Smoking-attributable morbidity: acute care hospital diagnoses and days of treatment in Canada, 2002

Dolly Baliunas1,2 email, Jayadeep Patra2 email, Jürgen Rehm1,2,3 email, Svetlana Popova2 email and Benjamin Taylor1,2 email

Public Health Sciences Department, University of Toronto, Toronto, Canada

Centre for Addiction and Mental Health, Toronto, Canada

Research Institute for Public Health and Addiction, Zurich, Switzerland

author email corresponding author email

BMC Public Health 2007, 7:247doi:10.1186/1471-2458-7-247

Published: 18 September 2007

Abstract

Background

Smoking is one of the most important risk factors for burden of disease. Our objective was to estimate the number of hospital diagnoses and days of treatment attributable to smoking for Canada, 2002.

Methods

Distribution of exposure was taken from a major national survey of Canada, the Canadian Community Health Survey. For chronic diseases, risk relations were taken from the published literature and combined with exposure to calculate age- and sex-specific smoking-attributable fractions (SAFs). For fire deaths, SAFs were taken directly from available statistics. Information on morbidity, with cause of illness coded according to the International Classification of Diseases version 10, was obtained from the Canadian Institute for Health Information.

Results

For Canada in 2002, 339,179 of all hospital diagnoses were estimated to be attributable to smoking and 2,210,155 acute care hospital days.

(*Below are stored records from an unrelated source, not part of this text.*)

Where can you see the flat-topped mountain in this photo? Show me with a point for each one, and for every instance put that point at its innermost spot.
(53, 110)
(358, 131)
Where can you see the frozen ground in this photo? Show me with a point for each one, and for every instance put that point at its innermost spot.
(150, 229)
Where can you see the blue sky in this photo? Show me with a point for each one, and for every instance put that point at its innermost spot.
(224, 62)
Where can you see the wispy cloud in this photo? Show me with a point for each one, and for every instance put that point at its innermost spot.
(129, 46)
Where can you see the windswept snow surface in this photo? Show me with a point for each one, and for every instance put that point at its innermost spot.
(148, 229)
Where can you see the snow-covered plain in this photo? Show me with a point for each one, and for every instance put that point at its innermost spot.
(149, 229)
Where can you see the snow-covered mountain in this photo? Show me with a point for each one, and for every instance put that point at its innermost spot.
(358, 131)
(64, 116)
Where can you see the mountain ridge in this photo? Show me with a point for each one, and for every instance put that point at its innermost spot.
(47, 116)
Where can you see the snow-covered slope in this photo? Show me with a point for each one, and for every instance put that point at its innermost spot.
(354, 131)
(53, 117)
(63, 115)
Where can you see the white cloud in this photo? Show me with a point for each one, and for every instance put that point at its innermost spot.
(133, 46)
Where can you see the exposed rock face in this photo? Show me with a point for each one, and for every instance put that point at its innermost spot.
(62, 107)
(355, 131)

Ischaemic heart disease was the largest single category in terms of hospital days accounting for 21 percent, followed by lung cancer at 9 percent. Smoking-attributable acute care hospital days cost over $2.5 billion in Canada in 2002.

Conclusion

Since the last major project produced estimates of this type, the rate of hospital days per 100,000 population has decreased by 33.8 percent. Several possible factors may have contributed to the decline in the rate of smoking-attributable hospital days: a drop in smoking prevalence, a decline in overall hospital days, and a shift in distribution of disease categories. Smoking remains a significant health, social, and economic burden in Canada.